Die von der Übertragung betroffenen Hauptprodukte sind die Albis Marken Altech und Alcom. Die Produktion dieser Produkte würde auf die drei deutschen Produktionsstandorte des Konzerns in Hamburg, Zülpich und Obernburg verlagert werden, britische Kunden würden von hier aus beliefert. Das Unternehmen hat in den letzten zwei Jahren erhebliche Investitionen in die Kapazitäten dieser Standorte getätigt. Der Standort Knutsford ist die kleinste der Albis Compoundieranlagen neben den Produktionsstätten in den USA und China.

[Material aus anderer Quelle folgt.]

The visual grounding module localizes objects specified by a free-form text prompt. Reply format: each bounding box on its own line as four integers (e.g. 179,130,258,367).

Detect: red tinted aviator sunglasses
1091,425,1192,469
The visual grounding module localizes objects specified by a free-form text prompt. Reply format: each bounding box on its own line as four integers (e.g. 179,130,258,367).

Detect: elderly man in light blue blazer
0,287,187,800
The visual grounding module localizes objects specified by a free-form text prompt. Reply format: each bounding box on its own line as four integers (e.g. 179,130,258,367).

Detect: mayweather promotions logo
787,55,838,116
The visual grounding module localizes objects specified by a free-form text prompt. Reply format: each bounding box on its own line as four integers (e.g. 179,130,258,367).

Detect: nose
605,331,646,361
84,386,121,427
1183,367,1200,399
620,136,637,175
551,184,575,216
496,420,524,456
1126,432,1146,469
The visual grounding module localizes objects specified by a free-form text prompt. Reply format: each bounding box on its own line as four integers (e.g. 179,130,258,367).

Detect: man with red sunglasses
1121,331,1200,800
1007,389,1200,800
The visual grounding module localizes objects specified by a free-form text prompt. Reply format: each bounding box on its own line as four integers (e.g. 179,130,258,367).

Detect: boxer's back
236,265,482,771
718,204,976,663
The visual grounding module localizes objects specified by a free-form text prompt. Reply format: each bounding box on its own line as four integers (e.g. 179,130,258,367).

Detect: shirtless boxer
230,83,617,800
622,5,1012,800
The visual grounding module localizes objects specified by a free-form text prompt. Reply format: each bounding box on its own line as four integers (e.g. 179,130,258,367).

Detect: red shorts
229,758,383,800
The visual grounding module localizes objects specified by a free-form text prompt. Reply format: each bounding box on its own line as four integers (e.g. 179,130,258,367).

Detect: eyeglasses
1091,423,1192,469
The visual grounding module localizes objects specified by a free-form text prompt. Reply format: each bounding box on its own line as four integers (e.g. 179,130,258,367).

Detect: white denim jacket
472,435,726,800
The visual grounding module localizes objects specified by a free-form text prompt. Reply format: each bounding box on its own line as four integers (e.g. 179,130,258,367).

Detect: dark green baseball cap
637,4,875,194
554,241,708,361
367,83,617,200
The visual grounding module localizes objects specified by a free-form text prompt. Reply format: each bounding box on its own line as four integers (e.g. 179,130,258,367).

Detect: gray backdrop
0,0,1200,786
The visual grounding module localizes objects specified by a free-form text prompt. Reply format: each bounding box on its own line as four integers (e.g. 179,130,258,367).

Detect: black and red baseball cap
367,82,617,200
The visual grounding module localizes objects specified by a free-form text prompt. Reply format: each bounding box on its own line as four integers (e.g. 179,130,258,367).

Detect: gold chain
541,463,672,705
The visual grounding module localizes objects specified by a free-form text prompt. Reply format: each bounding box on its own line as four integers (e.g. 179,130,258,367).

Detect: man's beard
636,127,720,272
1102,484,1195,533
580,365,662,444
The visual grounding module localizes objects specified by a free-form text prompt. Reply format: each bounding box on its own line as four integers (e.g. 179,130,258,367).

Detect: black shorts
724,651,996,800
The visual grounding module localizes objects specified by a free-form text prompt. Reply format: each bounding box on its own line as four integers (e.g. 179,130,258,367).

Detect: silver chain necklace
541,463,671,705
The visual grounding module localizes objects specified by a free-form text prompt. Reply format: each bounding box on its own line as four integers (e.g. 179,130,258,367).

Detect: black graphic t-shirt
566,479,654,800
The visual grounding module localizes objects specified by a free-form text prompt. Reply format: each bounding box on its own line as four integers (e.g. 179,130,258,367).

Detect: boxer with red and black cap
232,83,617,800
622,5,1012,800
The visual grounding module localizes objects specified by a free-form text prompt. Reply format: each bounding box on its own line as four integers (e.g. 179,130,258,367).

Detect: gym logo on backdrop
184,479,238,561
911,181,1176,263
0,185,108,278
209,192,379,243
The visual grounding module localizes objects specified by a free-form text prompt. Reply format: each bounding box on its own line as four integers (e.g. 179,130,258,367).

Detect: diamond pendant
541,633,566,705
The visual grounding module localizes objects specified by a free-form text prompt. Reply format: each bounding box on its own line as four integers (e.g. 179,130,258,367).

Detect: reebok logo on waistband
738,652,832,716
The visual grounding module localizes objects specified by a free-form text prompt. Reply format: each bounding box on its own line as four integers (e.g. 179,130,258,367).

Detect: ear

Wettbewerbsdruck fordert mehr Effizienz

„In Zeiten zunehmenden Wettbewerbsdrucks zielt dieser Schritt darauf ab, die Effizienz zu verbessern und sicherzustellen, dass Albis seinen Kunden weiterhin Produkte europaweit wettbewerbsfähig anbietet“, kommentierte Ian Mills, Mitglied der Geschäftsführung und Leiter des Compounding-Geschäfts. „Wir sind dankbar für das Vertrauen unserer Kunden in uns und sind stolz auf die langjährigen Beziehungen, die wir zu vielen von ihnen aufgebaut haben. Wir werden hart daran arbeiten, einen möglichen Transfer so reibungslos wie möglich zu gestalten. Wir sind weiterhin zu 100% dem britischen Markt verpflichtet und unser lokales britisches Vertriebsteam wird alles daran setzen, weiterhin das hohe Maß an Service und Know-how zu liefern, das unsere britischen Kunden zu Recht erwarten.“

Josephine Bagnall, Managing Director von Albis UK, kommentierte den Vorschlag wie folgt: „Albis wird geeignete Maßnahmen ergreifen, um sicherzustellen, dass Produkt- und Serviceverpflichtungen effizient und effektiv umgesetzt werden. Unsere Vertriebspartner und Kunden können sicher sein, dass Albis sich weiterhin voll und ganz dem britischen Markt verpflichtet fühlt. Wir sind uns auch des großen Beitrags bewusst, den unsere Mitarbeiter zu unserem Geschäft beigetragen haben und beitragen. Wir werden während des gesamten Prozesses eng mit ihnen zusammenarbeiten, um die Auswirkungen auf die Betroffenen so gering wie möglich zu halten.“

Im Rahmen der Prüfung der Produktionsverlegung laufen bereits Gespräche mit den betroffenen Mitarbeitern und das Unternehmen setzt alles daran, diese so weit wie möglich zu unterstützen, einschließlich Outplacement-Unterstützung.